Zu ergänzen ist, dass bezüglich Tatsachen, welche für die Zustellung von Verfügungen erheblich sind, der Beweisgrad der überwiegenden Wahrscheinlichkeit gilt. Allerdings bedingt dies in der Regel die Eröffnung der Verfügung mit eingeschriebenem Brief; denn nach der Rechtsprechung vermag die Verwaltung den Wahrscheinlichkeitsbeweis für die Zustellung der Verfügung nicht durch den blossen Hinweis auf den üblichen administrativen Ablauf zu erbringen (BGE 121 V 6 f. Erw. 3b; vgl. ZAK 1984 S. 124 Erw. 1b). Wird die Tatsache oder das Datum der Zustellung uneingeschriebener Sendungen bestritten, muss im Zweifel auf die Darstellung des Empfängers abgestellt werden (BGE 124 V 402 Erw. 2a, 103 V 66 Erw. 2a). 
3. 
Zu prüfen ist die Rechtzeitigkeit der Einsprache vom 21. Mai 2003 gegen die Verfügung vom 26. Februar 2003, wobei im Zusammenhang mit der Verfügungszustellung der Beginn des Fristenlaufs in Frage steht. 
 
Dabei ist einleitend festzustellen, dass es entgegen den vorinstanzlichen Ausführungen zum Sachverhalt in der fraglichen Verfügung nicht nur um die Sistierung der Rente "bis zur definitiven Klärung von allfälligen Regressansprüchen im Zusammenhang mit Entschädigungszahlungen einer italienischen Versicherungsgesellschaft" geht. Vielmehr wurde darin die Sistierung bis zur Tilgung der Schuld gegenüber der SUVA im Rahmen ihrer Regressforderungen in der Höhe von Fr. 322'568.- verfügt. 

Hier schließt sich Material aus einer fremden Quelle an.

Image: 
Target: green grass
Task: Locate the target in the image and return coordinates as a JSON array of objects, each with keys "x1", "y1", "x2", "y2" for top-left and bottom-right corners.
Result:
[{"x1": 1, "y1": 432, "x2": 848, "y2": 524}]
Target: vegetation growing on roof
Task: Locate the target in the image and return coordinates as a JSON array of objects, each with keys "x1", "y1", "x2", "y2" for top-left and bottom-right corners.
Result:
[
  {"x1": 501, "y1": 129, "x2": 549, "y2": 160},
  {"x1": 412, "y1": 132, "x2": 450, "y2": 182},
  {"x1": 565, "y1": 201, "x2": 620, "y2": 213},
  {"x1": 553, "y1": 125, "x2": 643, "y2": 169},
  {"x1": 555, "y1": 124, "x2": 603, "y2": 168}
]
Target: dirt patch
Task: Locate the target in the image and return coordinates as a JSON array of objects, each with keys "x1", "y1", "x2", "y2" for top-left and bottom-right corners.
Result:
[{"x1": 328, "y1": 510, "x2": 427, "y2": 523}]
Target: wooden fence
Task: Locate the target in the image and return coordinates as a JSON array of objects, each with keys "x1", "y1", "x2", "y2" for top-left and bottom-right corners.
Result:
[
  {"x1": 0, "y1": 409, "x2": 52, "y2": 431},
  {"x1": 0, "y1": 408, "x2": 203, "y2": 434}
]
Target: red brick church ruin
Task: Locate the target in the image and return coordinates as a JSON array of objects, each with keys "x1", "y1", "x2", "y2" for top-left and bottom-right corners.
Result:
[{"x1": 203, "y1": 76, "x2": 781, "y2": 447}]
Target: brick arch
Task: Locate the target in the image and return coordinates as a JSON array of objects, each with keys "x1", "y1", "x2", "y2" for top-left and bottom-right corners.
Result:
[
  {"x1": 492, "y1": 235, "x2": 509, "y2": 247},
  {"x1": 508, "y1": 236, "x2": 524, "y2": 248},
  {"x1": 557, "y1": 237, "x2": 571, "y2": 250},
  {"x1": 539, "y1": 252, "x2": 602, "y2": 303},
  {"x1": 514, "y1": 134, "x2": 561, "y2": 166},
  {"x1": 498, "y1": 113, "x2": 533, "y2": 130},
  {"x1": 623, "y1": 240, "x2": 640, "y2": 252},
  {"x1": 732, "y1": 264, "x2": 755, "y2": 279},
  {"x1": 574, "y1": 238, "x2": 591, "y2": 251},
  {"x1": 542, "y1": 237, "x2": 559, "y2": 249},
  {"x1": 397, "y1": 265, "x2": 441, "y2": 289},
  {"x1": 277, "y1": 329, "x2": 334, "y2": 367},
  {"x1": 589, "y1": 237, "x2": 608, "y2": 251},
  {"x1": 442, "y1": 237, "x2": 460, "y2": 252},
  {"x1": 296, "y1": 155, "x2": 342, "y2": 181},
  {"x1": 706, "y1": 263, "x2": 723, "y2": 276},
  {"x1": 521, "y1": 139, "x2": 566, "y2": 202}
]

3.1 Wie die Vorinstanz zunächst zutreffend erwogen hat und nunmehr unbestritten ist, ist auf die Darstellung der Beschwerdeführerin abzustellen, wonach sie die direkt an sie versandte Verfügung vom 26. Februar 2003 nie erhalten hat, nachdem die SUVA auch mit einem Nachforschungsbegehren bei der Post den rechtsgenüglichen Nachweis der postalischen Zustellung nicht zu erbringen vermochte. 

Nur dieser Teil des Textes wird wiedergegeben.